# remote for onkyo 818



## rselby (Feb 8, 2012)

is there any other onkyo avr's that has a back lit remote that I can buy, and use on my 818, like from a higher model or something......or something better than the original one


----------



## tonyvdb (Sep 5, 2007)

I would get a harmony remote and use it. They are simple to program and function really well.


----------



## Almadacr (May 5, 2011)

tonyvdb said:


> I would get a *harmony remote* and use it. They are simple to program and function really well.


This +1


----------



## B- one (Jan 13, 2013)

tonyvdb said:


> I would get a harmony remote and use it. They are simple to program and function really well.

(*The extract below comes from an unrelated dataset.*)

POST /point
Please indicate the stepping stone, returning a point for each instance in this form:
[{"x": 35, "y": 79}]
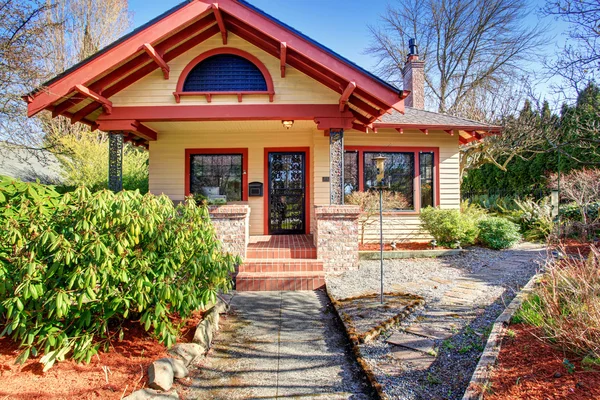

As long as your kid doesn't spill coke on it. 
Other than that they are great.


----------



## nova (Apr 30, 2006)

I'd recommend a Harmony remote as well.


----------



## asere (Dec 7, 2011)

Harmony all the way.


----------



## JBrax (Oct 13, 2011)

Another vote for Harmony. I have the One and it's great.


----------



## dougc (Dec 19, 2009)

You can use an iPhone with the Onkyo app, that works great and is free


----------



## Almadacr (May 5, 2011)

dougc said:


> You can use an iPhone with the Onkyo app, that works great and is free


You also have it for Android .


----------